It’s safe to say that if Daniel and I ever split up, we both know whose fault it is. Alex Trebek.
We’re usually quite calm, big laughers, loving, a little like Laverne and Shirley, maybe. Only one of us is the masculine counterpart. So a lot like Laverne and Shirley. Generally, we’re making jokes at the world’s expense, I’m reprimanding pasta when its starchy water bubbles over the pot, Daniel is making promises to God in return for sports favors. Harmony on the whole.
But come 7:30 each evening, there is a marked difference in our den. You see, every night we play a lil’ ol’ game called Jeopardy. I bet the neighbors could tell you more about it than we can; the two of us so embroiled in game play that the outside world could be blown to smithereens and we’d still be positively wailing, “What are… THINGS THAT RHYME WITH SAILBOAT!!!”. The change in sounds booming from our apartment from 7:29 to 7:30 are like a flick of the radio dial from Mozart to gangsta rap. The explicit version.

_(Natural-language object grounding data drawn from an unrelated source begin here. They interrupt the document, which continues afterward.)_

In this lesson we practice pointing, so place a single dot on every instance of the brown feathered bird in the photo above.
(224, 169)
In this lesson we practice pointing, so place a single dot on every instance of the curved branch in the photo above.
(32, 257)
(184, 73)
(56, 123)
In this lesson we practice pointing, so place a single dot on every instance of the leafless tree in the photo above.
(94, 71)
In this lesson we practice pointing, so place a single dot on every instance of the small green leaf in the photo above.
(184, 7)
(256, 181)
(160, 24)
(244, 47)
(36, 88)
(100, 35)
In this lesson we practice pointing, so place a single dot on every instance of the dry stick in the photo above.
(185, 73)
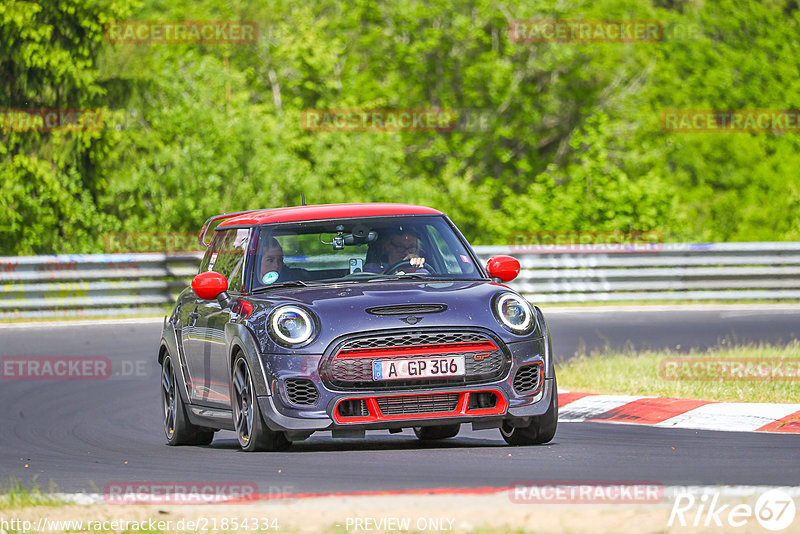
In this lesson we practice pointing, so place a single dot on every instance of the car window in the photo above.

We are stubborn, the two of us. Competitive in the way that pageant moms are on Toddlers and Tiaras. Both would sooner sign our bodies over to science than yield an inch of trivia territory. Let me put it this way, we’ve thought seriously about getting a voice recorder so we can replay answers when we’re unclear on who chimed in first. Guaranteed the voice recorder would be a pile of plastic parts next to the wall, two categories in.

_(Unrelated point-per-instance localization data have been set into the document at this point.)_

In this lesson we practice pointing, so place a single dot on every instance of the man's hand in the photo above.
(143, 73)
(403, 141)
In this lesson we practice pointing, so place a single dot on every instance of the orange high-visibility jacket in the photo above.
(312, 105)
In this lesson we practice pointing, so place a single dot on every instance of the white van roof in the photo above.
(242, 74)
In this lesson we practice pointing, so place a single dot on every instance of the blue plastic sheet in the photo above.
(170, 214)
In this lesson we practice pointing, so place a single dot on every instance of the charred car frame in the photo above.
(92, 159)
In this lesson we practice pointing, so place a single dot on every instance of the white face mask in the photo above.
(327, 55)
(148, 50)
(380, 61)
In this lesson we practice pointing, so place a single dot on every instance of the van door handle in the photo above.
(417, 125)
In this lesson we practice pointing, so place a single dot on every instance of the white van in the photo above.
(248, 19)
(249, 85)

The problem I find is this: Daniel is brilliant. Don’t tell him I said that. No seriously, please don’t. It’s true, though, I’ve never met anyone so intelligent in every way. One of the reasons I fell in love with him was for his genius. And that’s all well and good when we’re living our lives outside of the thirty minute time slot for Jeopardy. But once Alex starts reading those answers, Daniel is running categories and I’m rolling a snowball into a snowman of hatred. And while I consider myself to be smarter than a fourth grader (I make no promises about fifth graders), I’ve had to adapt to my Mensa competitor by using guerrilla game tactics. Darwin is smiling from the grave.
These tactics include, but are not limited to: shouting, crying, threatening, making obscene wagers and perhaps most effective, cooking. He wins: burnt toast. I win: Thanksgiving dinner. It’s best if I win, since I’m the mayor of the kitchen.
This dinner is one of the reasons our love can withstand Jeopardy. Chicken infused with the tartness of lime, bright notes of cilantro, and the fire of jalapeño. It is so moist and bold that one forkful into his mouth, Daniel forgot that I told him I hoped he’d never laugh again (sorry for that, Daniel). It’s made even more flavorful with a simple tomato-avocado salsa. Creamy, zesty, and cool. The whole meal conjures up the word ‘fresh’ in my mind. I served it with grilled vegetables, because the grill was hot and the timing was right and…anything that I can slightly blacken is a Daily Double in its own right.
Cilantro Lime Chicken
a big handful of fresh cilantro
And olive oil.
Pulse the mixture a few times to combine, until it is smooth.
Because I’m a little obscene about spice, I added some chili sauce in addition to the jalapeño. Very unnecessary for the rest of the world.
Toss to coat. Cover and let the chicken marinate for at least 2 hours.
Now get your grill good and hot.
Might as well throw a few veggies on there while you’re at it. Toss them with a few tablespoons of olive oil and a sprinkle of salt. Grill them for about 5 minutes per side.
Toss your chicken on the grill. Cook them for 5-6 minutes per side.
Cilantro Lime Chicken
- 2 limes, juiced, plus 1 tsp zest
- 2 cloves garlic
- 1/2 of a jalapeño pepper, sliced- ribs & seeds removed
- 1/2 cup fresh cilantro, minced
- 1 TBSP olive oil
- 1/2 tsp salt
- 2 boneless, skinless chicken breasts (about 5 oz each)
- Combine all ingredients, except chicken, in a food processor and pulse until smooth and well combined.
- Pour the marinade over the chicken breasts in a wide, shallow bowl (or in a large, sealable plastic bag), and toss to coat. Cover the bowl and refrigerate for at least 2 hours (but no more than 24).
- Preheat your gas grill- all burners set to medium. When the grill is hot, add your chicken and cook for 5-6 minutes per side.
- Serve with a simple homemade salsa.
Tomato Avocado Salsa
(serves 2, makes about 1 1/4 cups)
- 3/4 cup cherry tomatoes OR 1 small vine ripe tomato
- 2 TBSP minced red onion
- 2 TBSP minced fresh cilantro
- 1 TBSP minced jalapeño pepper
- 1/3 of an avocado, diced
- pinch salt
- juice of 1 lime
Toss all ingredients in a small bowl, cover, and refrigerate for 30 minutes for flavors to blend. Use the salsa as a garnish or as a dip for tortilla chips.